Justice Lamer’s judgments were unlikely to earn him accolades from the person on the street. He routinely championed the rights of those suspected or accused of criminal wrongdoing, staking out positions that would likely be met with considerable skepticism by most Canadians. There are a great many examples of this:
- R v Vaillancourt,  2 SCR 636 and R v Martineau,  2 SCR 633 (holding that the felony murder provisions violated section 7 of the Charter, and requiring subjective foresight of death as a minimum mens rea requirement for murder);
- R v Collins,  1 SCR 265 (creating an analytical framework for both sections 8 and 24(2) of the Charter – in the case of the latter, developing criteria that led to the almost automatic exclusion of so-called “conscripted” (i.e. self-incriminatory) evidence obtained as a result of a Charter violation);
- R v Manninen,  1 SCR 1233, R v Brydges,  1 SCR 190, R v Bartle,  3 SCR 173 (recognizing robust protection for the right to counsel guaranteed by s. 10(b) of the Charter, including a duty to refrain from eliciting information from an individual who has asserted the right but who has not yet spoken to counsel, as well as imposing a duty on police to appraise those detained or arrested about the services available in the jurisdiction for the provision of free and immediate legal advice);
- R v Swain,  1 SCR 933 (holding that the Crown could not raise an accused’s alleged insanity over his objections unless and until it proved factual guilt & invalidating the section in the Criminal Code which led to the automatic detention in custody of those found not guilty by reason of insanity without regard to their actual circumstances);
For Justice Lamer the role of the judge was to do what was right, irrespective of whether or not it also happened to be popular.

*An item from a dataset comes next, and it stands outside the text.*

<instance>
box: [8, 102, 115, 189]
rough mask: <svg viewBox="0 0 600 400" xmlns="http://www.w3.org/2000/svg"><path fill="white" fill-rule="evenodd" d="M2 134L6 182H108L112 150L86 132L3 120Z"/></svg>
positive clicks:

As he explained to Macleans during a 1998 interview:
Let’s not forget there are no jobs in the world that enjoy our tenure of office. You can’t fire a judge. He can’t be terminated except by both houses of Parliament. The sole justification for that is to make it possible for him to do the unpopular thing, without fear of losing his job, when it’s the right thing to do. You don’t usually need judges to do the popular thing – politicians do it for them.
Beyond his judgments, the great legacy left by Antonio Lamer is the model of judicial independence that he provides for all judges.